Moong Dal Tadka
Dal is a layered dish with thousands of variations determined by everything from the availability of certain ingredients to family traditions. But amongst them all, two components are essential to dal: tender lentils and tempered spices. Soft-cooked lentils stewed in an aromatic broth full of onions, garlic, and ginger become the base of most dals. Tomatoes, potatoes, or other vegetables can be added as well, but those elements depend on the cook, the region, and the traditions that influence what goes in the pot. Our Indian Cuisine-themed weekly sale from February 13th – 19th features moong dal (split mung beans), so it’s a great time to give this comforting dish a try!

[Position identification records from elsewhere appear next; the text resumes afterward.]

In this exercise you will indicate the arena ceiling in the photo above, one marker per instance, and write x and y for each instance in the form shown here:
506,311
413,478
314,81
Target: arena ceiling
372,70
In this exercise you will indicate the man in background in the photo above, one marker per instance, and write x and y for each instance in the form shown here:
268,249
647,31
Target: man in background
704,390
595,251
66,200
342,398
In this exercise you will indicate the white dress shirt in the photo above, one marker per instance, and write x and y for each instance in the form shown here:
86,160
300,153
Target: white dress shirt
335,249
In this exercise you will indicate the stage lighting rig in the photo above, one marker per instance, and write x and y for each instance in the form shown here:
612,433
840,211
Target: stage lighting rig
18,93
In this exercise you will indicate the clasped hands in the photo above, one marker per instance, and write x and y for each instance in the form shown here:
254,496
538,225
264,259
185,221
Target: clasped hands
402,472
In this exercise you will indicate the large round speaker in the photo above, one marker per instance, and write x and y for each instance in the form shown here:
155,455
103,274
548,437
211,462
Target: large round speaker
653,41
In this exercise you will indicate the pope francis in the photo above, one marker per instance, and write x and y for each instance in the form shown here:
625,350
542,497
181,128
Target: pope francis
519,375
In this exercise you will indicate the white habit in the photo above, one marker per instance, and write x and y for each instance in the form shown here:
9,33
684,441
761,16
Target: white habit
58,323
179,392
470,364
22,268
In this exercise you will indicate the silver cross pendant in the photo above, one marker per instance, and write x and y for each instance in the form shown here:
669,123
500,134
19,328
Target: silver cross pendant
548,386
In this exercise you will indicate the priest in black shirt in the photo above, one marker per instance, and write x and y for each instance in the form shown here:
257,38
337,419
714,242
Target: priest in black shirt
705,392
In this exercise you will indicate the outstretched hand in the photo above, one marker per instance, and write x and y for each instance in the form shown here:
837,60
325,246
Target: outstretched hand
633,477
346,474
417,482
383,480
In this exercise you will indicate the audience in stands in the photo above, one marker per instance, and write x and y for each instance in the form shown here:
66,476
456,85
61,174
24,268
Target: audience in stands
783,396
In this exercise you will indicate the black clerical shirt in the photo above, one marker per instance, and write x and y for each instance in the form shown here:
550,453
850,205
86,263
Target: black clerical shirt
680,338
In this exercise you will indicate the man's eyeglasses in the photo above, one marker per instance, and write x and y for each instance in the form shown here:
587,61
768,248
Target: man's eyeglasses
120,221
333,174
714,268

Soak dal for 30 minutes. Drain and rinse. Place the dal and 3 cups water in a small saucepan and bring to a simmer over medium-high heat. Reduce heat to low and simmer until the lentils are tender, about 30 minutes. Meanwhile, cook the spices. Heat the ghee in a medium skillet over medium-high heat. Add the onion, garlic, and ginger, and cook until browned, about 8 minutes. Add the salt, cumin, turmeric, coriander, and bay leaf, and cook until fragrant, about 1 minute more. Add the tomatoes along with their juices, reduce the heat to low, and keep warm while the lentils cook. Add the tomato mixture to the cooked lentils and stir to combine. Use a wooden spoon or spatula to mash the lentils and combine the mixture. Heat the ghee in a small saucepan or skillet over medium heat (you can use the same skillet you cooked the aromatics and tomatoes in, just wipe it clean before proceeding). Have a lid handy. Tilt the pan to form a pool of ghee, add the cumin and black pepper, and cover immediately. Once the spices stop spluttering, remove from the heat and add the garlic. It will brown quickly, so transfer the tadka to another bowl for serving after it browns, or add immediately to the lentils. Add the tadka to the lentils, garnish with cilantro if using, stir, and serve hot over rice.